Aucun élément ne permet de retenir que la recourante aurait eu connaissance de cette décision avant de recevoir le courrier du service de recouvrement du 25 février 2021 envoyé à son adresse à Ville-la-Grand. Elle a pu, compte tenu de la date d’expédition qui était un jeudi, recevoir ce courrier au plus tôt le lundi 1er mars 2021. En formant, le 8 avril 2021, opposition à la décision du 16 octobre 2020, elle a agi dans le délai de trente jours suivant la réception du courrier du 25 février 2021, le délai ayant été suspendu du 29 mars au 11 avril 2021 en raison des féries pascales.

Au vu de ce qui précède, l’hospice n’était, dans les circonstances sus-décrites, pas fondé à procéder à la notification de la décision du 16 octobre 2020 par voie de publication et l’opposition formée par l’intéressée dans les trente jours suivant la connaissance qu’elle avait de cette décision aurait dû être déclarée recevable.

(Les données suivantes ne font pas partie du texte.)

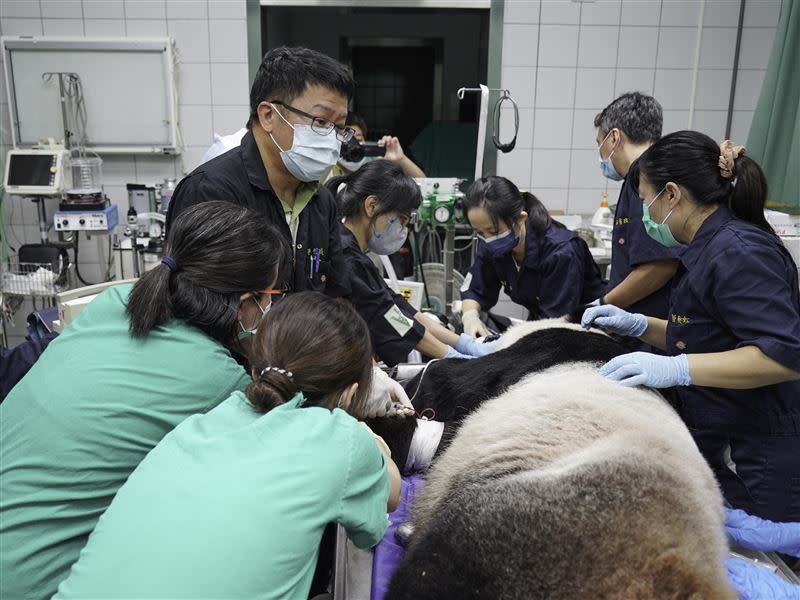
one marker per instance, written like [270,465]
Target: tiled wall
[211,39]
[564,61]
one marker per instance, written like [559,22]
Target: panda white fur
[568,486]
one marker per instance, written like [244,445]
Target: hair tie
[284,372]
[728,153]
[170,262]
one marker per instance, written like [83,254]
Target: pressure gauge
[442,214]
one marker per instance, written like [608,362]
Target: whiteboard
[128,87]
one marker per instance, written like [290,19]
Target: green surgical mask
[658,231]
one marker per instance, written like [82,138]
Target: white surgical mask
[311,154]
[390,239]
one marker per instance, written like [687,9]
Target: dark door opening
[395,88]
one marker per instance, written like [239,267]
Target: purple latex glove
[757,583]
[614,319]
[473,347]
[760,534]
[643,368]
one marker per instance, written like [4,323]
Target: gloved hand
[453,353]
[643,368]
[761,534]
[386,396]
[471,319]
[757,583]
[473,347]
[614,319]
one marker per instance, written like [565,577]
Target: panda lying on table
[548,481]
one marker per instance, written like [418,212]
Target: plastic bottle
[603,217]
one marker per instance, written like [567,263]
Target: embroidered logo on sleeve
[401,323]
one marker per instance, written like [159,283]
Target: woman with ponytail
[233,503]
[537,261]
[134,363]
[733,329]
[377,204]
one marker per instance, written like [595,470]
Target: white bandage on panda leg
[424,444]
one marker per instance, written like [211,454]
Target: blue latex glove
[757,583]
[472,347]
[643,368]
[614,319]
[760,534]
[453,353]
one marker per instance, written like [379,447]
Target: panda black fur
[568,486]
[451,389]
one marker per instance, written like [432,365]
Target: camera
[353,151]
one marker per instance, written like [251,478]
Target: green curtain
[774,139]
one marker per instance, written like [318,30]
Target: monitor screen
[31,169]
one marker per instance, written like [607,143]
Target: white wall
[211,38]
[588,53]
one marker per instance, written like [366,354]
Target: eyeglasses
[320,125]
[408,220]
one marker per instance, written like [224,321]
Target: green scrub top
[80,421]
[232,504]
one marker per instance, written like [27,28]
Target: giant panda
[448,390]
[567,486]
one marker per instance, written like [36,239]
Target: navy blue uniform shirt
[557,275]
[239,176]
[392,328]
[631,246]
[737,286]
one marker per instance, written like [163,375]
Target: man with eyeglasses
[298,108]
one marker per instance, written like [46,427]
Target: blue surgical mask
[501,244]
[660,232]
[606,166]
[248,333]
[311,154]
[389,239]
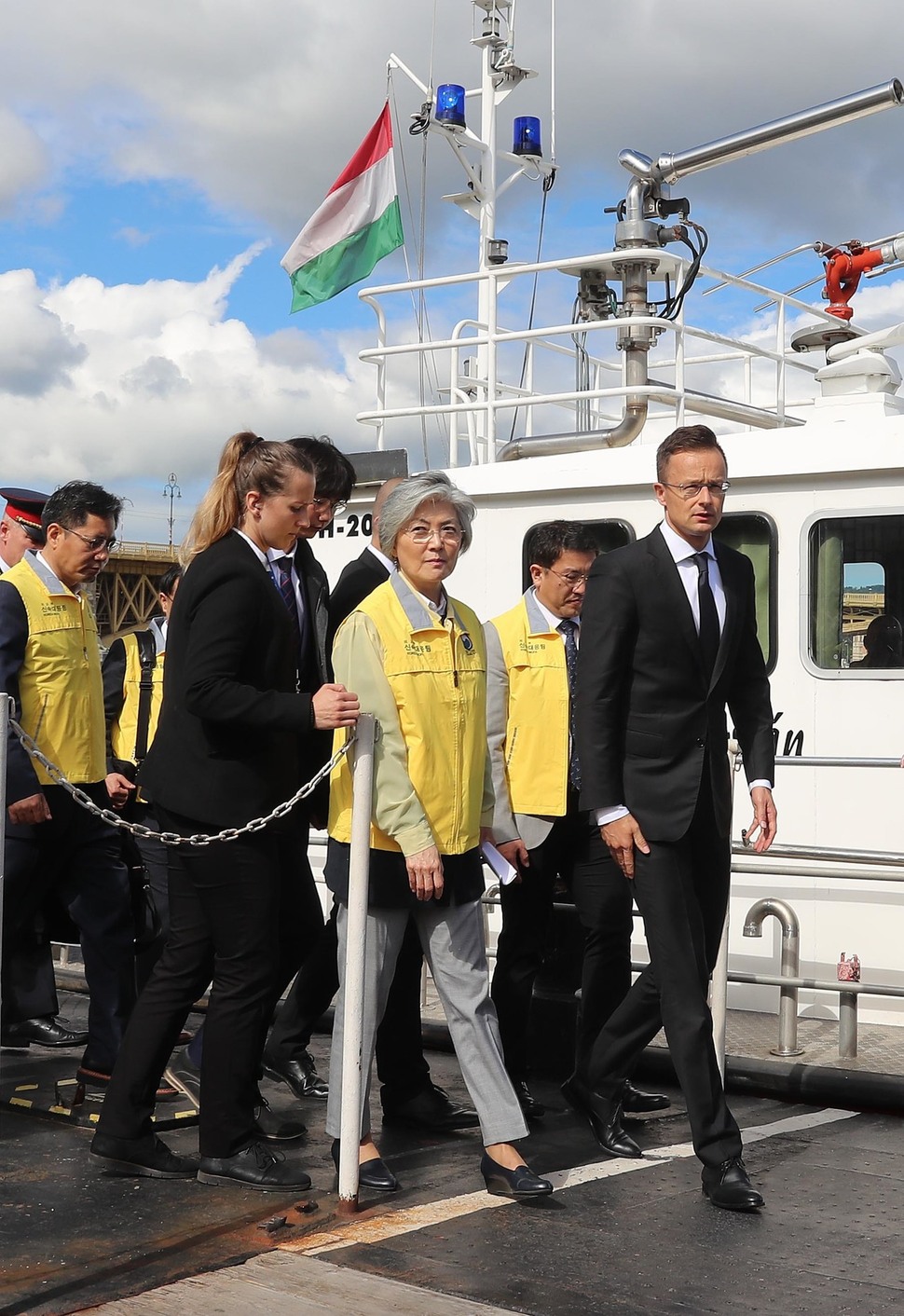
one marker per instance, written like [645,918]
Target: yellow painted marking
[393,1223]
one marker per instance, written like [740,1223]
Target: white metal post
[6,706]
[362,779]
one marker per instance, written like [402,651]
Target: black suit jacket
[648,718]
[316,599]
[232,725]
[357,581]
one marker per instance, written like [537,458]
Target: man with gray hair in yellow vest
[532,653]
[50,666]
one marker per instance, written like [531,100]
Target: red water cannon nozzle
[843,267]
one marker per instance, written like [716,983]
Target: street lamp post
[171,491]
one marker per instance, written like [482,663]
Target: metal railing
[830,863]
[483,405]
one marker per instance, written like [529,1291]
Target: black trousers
[574,853]
[400,1062]
[154,858]
[682,891]
[242,915]
[73,858]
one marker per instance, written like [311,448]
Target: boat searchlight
[639,229]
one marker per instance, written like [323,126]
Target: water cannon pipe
[677,165]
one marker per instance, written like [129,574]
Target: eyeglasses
[571,578]
[322,504]
[424,533]
[687,491]
[96,542]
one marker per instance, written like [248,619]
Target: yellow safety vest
[60,682]
[536,745]
[124,731]
[438,677]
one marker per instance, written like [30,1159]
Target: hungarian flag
[355,226]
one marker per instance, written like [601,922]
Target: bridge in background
[125,595]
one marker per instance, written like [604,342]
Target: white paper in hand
[499,863]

Partant, le recours est partiellement admis, la décision d’irrecevabilité annulée et le dossier renvoyé à l’hospice afin qu’il se prononce sur le fond.

3) Vu l’issue du litige, il n’est pas perçu d’émolument et une indemnité de procédure de CHF 800.- sera allouée à la recourante (art. 87 LPA).

 

* * * * *

PAR CES MOTIFS
LA CHAMBRE ADMINISTRATIVE

à la forme :

déclare recevable le recours interjeté le 11 novembre 2021 par Madame A______ contre la décision de l’Hospice général du 11 octobre 2021 ;

au fond :

l’admet partiellement, annule la décision du 11 octobre 2021 et renvoie la cause à l’Hospice général pour nouvelle décision ;

dit qu’il n’est pas perçu d’émolument ;

alloue à Madame A______ une indemnité de procédure de CHF 800.-, à la charge de l’Hospice général ;

dit que, conformément aux art. 82 ss de la loi fédérale sur le Tribunal fédéral du 17 juin 2005 (LTF - RS 173.110), le présent arrêt peut être porté dans les trente jours qui suivent sa notification par-devant le Tribunal fédéral, par la voie du recours en matière de droit public ; le mémoire de recours doit indiquer les conclusions, motifs et moyens de preuve et porter la signature du recourant ou de son mandataire ; il doit être adressé au Tribunal fédéral, Schweizerhofquai 6, 6004 Lucerne, par voie postale ou par voie électronique aux conditions de l'art. 42 LTF. Le présent arrêt et les pièces en possession du recourant, invoquées comme moyens de preuve, doivent être joints à l'envoi ;

communique le présent arrêt à Me Catarina Monteiro Santos, avocate de la recourante, ainsi qu'à l'Hospice général.

Siégeant : M. Mascotto, président, Mmes Krauskopf et Michon Rieben, juges.

Au nom de la chambre administrative :

le greffier-juriste :

 

 

F. Scheffre

 

 

le président siégeant :

 

 

C. Mascotto

 

Copie conforme de cet arrêt a été communiquée aux parties.